The housing crisis flooded the real estate market with foreclosures, and while the number of foreclosed homes on the market has declined significantly in the last year, some states are moving through the backlog faster than others.

Foreclosure processes vary among states, one of the biggest differences being whether or not foreclosures require court action. The 24 states with such a requirement — called the judicial foreclosure process — hold more than two-thirds of the national foreclosure inventory, according to the CoreLogic foreclosure report from September 2013.

The lopsided foreclosure distribution has continued to grow. The 70.8% share of national foreclosures belonging to the 24 judicial states is a bit of a jump from last year, when it was 67.3%. The average share among those states from 2000 to 2006 was 57%.
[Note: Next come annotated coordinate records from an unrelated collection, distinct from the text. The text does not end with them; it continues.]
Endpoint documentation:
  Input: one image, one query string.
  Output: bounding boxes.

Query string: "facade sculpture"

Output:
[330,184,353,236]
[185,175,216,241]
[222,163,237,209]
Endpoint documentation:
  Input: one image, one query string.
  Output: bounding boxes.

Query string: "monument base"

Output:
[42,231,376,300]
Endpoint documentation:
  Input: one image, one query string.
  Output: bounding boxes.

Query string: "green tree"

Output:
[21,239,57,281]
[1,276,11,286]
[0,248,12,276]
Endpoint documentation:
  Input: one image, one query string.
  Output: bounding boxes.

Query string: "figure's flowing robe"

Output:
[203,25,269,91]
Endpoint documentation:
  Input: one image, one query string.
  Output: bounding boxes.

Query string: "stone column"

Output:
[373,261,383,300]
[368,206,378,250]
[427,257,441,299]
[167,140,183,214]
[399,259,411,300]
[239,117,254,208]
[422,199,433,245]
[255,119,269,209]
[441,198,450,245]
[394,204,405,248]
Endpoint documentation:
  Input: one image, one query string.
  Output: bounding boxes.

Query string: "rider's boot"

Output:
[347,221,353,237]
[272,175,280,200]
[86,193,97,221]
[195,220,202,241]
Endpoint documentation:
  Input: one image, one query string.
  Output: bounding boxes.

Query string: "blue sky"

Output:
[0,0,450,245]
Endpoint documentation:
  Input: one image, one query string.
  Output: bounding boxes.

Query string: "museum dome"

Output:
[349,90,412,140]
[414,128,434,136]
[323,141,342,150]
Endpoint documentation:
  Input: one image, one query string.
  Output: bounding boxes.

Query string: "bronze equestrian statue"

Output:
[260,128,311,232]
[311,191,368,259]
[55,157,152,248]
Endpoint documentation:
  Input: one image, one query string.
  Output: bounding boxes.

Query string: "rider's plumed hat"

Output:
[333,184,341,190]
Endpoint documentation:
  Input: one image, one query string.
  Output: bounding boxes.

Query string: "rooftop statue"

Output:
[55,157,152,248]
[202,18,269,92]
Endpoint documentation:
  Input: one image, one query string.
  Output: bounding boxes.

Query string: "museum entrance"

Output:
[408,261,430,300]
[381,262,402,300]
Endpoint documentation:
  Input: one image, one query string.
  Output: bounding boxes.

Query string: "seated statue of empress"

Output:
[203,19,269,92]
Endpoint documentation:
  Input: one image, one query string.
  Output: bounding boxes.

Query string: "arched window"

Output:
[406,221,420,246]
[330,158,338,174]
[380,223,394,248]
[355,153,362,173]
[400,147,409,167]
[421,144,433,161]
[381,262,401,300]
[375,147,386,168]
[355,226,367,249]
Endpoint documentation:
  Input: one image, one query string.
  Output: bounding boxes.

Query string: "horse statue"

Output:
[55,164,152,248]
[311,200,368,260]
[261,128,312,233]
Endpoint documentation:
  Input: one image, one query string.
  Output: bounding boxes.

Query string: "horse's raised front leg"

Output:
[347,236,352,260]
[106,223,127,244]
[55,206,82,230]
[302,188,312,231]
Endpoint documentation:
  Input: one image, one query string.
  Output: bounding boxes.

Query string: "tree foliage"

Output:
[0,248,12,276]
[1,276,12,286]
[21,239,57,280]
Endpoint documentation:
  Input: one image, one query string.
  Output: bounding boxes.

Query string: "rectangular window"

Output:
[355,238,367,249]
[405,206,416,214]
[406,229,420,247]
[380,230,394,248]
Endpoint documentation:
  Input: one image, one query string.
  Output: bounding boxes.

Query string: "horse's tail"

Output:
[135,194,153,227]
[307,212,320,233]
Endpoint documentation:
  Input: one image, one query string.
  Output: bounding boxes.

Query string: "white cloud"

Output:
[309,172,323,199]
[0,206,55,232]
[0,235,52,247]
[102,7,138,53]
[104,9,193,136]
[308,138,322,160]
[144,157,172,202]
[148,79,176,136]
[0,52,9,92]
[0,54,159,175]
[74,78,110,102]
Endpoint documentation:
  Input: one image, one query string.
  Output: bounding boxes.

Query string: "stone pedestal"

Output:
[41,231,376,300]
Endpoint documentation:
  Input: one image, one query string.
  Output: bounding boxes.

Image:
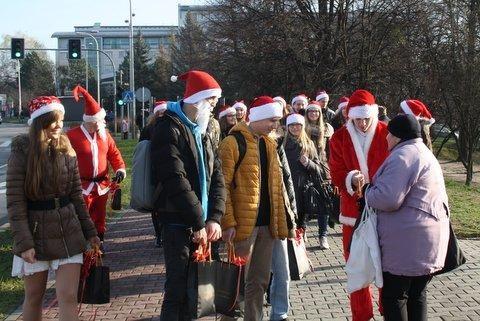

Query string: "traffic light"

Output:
[11,38,25,59]
[68,39,82,59]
The judicial process tends to slow things down. Of the states with the most completed foreclosures in the last 12 months, Florida is the only judicial state. Florida has the highest volume of homes in foreclosure, but also accounted for the most completed foreclosures: 115,000. California had the next highest completion figure, at 52,000 in the last 12 months, followed by Texas, Michigan and Georgia. Those five made up for nearly half of the completed foreclosures in the country, according to CoreLogic.

The 27 non-judicial states (including D.C.) hold 29.2% of the foreclosure inventory but accounted for 57.1% of completed foreclosures in the last 12 months. While that means judicial states completed a significant chunk of foreclosures, it also shows the difference in speed.
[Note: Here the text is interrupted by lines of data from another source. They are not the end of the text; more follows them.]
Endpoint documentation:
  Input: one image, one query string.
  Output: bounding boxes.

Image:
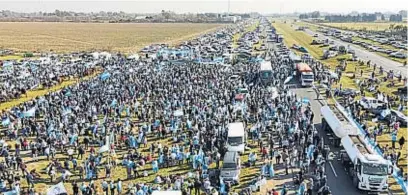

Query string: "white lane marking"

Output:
[329,161,337,177]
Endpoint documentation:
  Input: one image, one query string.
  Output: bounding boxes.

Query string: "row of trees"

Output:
[299,11,320,19]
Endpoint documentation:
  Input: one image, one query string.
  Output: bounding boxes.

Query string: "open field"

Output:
[322,22,407,31]
[295,22,406,63]
[0,22,223,52]
[274,22,408,191]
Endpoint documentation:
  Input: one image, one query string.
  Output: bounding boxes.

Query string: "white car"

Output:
[359,97,385,109]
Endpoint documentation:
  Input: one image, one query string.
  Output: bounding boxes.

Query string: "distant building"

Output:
[375,12,384,20]
[390,14,402,22]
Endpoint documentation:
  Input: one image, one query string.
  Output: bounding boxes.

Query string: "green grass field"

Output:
[0,22,224,53]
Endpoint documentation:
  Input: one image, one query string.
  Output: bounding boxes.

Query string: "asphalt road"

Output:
[267,35,387,195]
[292,88,364,195]
[305,29,407,77]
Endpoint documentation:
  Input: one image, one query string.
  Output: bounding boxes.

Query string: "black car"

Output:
[335,88,360,97]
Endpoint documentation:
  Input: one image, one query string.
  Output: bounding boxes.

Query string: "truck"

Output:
[227,122,246,154]
[321,106,392,192]
[296,62,314,87]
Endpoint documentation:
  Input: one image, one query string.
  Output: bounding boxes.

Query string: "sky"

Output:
[0,0,408,14]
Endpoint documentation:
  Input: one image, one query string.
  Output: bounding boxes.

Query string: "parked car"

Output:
[338,88,360,97]
[398,86,408,94]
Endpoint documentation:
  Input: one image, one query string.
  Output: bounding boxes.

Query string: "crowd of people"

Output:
[0,16,404,195]
[0,54,96,102]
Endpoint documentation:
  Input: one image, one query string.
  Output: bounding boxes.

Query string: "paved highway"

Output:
[292,88,364,195]
[305,29,407,77]
[267,36,387,195]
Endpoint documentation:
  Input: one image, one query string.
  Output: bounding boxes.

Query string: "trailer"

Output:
[296,63,314,87]
[321,106,391,192]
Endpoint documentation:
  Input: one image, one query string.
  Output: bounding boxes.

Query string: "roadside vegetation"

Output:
[273,21,408,191]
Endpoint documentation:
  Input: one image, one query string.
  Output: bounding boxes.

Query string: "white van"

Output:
[227,122,246,154]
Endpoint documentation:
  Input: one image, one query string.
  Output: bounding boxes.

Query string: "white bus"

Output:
[259,61,272,83]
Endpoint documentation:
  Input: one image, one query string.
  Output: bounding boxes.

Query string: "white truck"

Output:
[296,63,314,87]
[321,106,391,192]
[227,122,246,154]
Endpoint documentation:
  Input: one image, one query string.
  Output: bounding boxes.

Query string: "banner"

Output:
[47,182,68,195]
[22,107,36,118]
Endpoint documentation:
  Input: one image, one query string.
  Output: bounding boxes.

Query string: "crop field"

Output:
[274,22,408,194]
[323,22,407,31]
[0,22,223,53]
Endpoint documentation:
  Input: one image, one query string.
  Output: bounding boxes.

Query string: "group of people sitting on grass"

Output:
[0,20,402,195]
[0,55,97,102]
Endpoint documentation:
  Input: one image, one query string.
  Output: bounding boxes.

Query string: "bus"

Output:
[259,61,272,83]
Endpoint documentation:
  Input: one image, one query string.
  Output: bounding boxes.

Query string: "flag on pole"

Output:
[1,117,11,127]
[23,107,36,118]
[47,182,68,195]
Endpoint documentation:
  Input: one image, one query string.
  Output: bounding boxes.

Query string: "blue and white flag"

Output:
[111,99,118,107]
[23,107,36,118]
[47,182,68,195]
[1,117,11,127]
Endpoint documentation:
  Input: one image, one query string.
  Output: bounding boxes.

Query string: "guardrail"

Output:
[334,99,407,194]
[313,86,408,194]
A longer processing period can be advantageous for homeowners who want to fight the foreclosure, and the distressed-property discount can be helpful for aspiring homeowners in the area who are unable to afford median-priced homes.

At the same time, foreclosures hurt the value of nearby properties, and a drawn-out process keeps the consumers from moving on from the financial hardship and its effect on their credit profiles.

The five states with the highest share of homes in foreclosure, as a percentage of mortgaged homes, are all judicial states: Florida (7.4%), New Jersey (6.5%), New York (4.8%), Maine (4.0%) and Connecticut (3.7%).